The CDC did fine, but not WHO. I wouldn't even call WHO public health experts at this point - it's just a political racket that's pretty analogous to the UN generally in terms of how objective and useful they are.
I've had 12+ COVID vaccines and one of my degrees is a BSc so it isn't like I'm some antivaxxing conspiratorial anti-science hillbilly. WHO isn't really about science though, they're about funding and pushing particular agendas which is... antithetical to actual science.
Your complaint is with the NYT's re-phrasing, not the WHO.
WHO declaration is: "determined a public health emergency of international concern" https://www.who.int/news/item/17-05-2026-epidemic-of-ebola-d...
Obviously it's a local public health emergency, and some international concern seems warranted anytime an ebola strain pops up...

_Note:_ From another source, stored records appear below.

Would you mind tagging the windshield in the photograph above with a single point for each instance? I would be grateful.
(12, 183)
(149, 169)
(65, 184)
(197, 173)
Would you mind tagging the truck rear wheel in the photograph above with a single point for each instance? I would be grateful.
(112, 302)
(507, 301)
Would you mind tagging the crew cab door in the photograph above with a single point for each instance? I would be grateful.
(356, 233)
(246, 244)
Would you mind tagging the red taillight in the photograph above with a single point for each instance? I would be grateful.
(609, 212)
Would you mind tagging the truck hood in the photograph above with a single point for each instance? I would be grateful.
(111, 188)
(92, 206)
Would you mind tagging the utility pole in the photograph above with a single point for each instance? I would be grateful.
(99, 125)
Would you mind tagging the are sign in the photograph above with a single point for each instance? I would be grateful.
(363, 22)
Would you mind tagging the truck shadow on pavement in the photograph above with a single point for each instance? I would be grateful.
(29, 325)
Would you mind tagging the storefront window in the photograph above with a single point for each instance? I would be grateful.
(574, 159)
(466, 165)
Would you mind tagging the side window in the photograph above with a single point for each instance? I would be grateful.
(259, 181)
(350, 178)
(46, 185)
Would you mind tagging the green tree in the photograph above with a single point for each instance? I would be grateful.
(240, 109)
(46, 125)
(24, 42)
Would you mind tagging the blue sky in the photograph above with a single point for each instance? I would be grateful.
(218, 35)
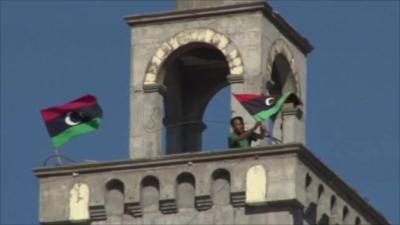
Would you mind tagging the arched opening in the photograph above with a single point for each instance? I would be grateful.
(149, 194)
(220, 188)
(310, 213)
(345, 212)
(324, 220)
(282, 80)
(333, 205)
(114, 197)
(357, 221)
(308, 181)
(185, 190)
(320, 191)
(191, 75)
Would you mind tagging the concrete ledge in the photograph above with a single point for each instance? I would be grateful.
(296, 149)
(301, 42)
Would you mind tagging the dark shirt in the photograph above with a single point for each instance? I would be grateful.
(245, 143)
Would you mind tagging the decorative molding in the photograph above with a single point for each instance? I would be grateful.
(97, 213)
(203, 203)
(152, 81)
(177, 15)
(168, 206)
(281, 47)
(134, 209)
(238, 199)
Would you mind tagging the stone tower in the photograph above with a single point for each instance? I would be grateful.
(180, 60)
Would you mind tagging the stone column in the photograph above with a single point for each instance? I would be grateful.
(192, 136)
(192, 4)
(146, 125)
(291, 121)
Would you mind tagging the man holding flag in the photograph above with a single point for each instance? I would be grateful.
(261, 107)
(241, 138)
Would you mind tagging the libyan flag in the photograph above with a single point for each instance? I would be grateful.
(65, 122)
(262, 107)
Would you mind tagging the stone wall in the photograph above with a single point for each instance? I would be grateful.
(270, 185)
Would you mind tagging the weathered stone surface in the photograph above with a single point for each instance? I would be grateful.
(143, 181)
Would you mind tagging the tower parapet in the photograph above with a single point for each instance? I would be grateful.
(181, 59)
(281, 184)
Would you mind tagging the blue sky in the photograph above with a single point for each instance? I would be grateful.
(55, 51)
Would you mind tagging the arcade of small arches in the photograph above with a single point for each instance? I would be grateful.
(324, 208)
(150, 190)
(192, 67)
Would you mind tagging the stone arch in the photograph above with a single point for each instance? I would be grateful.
(150, 194)
(307, 181)
(333, 205)
(345, 214)
(321, 191)
(310, 213)
(256, 185)
(324, 220)
(79, 202)
(185, 190)
(281, 49)
(220, 187)
(114, 197)
(357, 221)
(201, 35)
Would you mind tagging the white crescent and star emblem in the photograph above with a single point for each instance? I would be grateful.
(73, 118)
(270, 101)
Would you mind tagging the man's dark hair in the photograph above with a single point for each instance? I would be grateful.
(236, 118)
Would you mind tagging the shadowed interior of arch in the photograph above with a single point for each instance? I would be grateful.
(192, 75)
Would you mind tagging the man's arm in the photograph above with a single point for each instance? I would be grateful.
(247, 133)
(262, 133)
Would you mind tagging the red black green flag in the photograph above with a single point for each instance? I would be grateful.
(262, 107)
(65, 122)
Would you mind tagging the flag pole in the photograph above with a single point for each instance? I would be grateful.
(58, 156)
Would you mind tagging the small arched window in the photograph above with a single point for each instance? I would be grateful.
(150, 194)
(185, 190)
(345, 213)
(321, 190)
(308, 181)
(220, 188)
(114, 200)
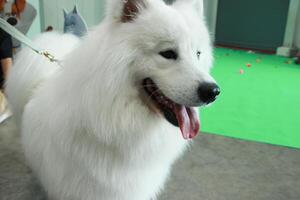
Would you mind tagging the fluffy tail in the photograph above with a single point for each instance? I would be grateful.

But, we'll just throw that in to the story anyway, even though we have no facts either way.
We don't have a tight chain of causation. But we have plenty of facts pointing entirely one way.
We know there was "a critical four-week detection gap between the onset of symptoms of the presumed index case...and the laboratory confirmation of the outbreak" [1]. This has contributed to "significant uncertainties to the true number of infected persons and geographic spread associated with this event at the present time" [2]. And tying all of this back to DOGE, we know USAID's "more than 50 staffers dedicated to outbreak response" were cut to "just six people to handle Ebola, Marburg virus, mpox and bird flu preparedness" [3].
Musk and Trump didn't cause this outbreak. But we would have had a better chance of catching this sooner, and with more precision, if we had those resources there.
[1] https://www.who.int/emergencies/disease-outbreak-news/item/2...
[2] https://www.who.int/news/item/17-05-2026-epidemic-of-ebola-d...
[3] https://www.spyuganda.com/another-one-us-cuts-aid-to-fight-e...
Ebola outbreak in the Democratic Republic of the Congo declared a Public Health Emergency of International Concern
https://www.who.int/news/item/17-07-2019-ebola-outbreak-in-t...
> 17 July 2019
(people never seem to look for/check dates any more)
> Pursuant to paragraph 2 of Article 12 - Determination of a public health emergency of international concern, including a pandemic emergency of the International Health Regulations (2005) (IHR), the Director-General of the World Health Organization (WHO), after having consulted the States Parties where the event is known to be currently occurring, is hereby determining that the Ebola disease caused by Bundibugyo virus in the Democratic Republic of the Congo and Uganda constitutes a public health emergency of international concern (PHEIC), but does not meet the criteria of pandemic emergency, as defined in the IHR.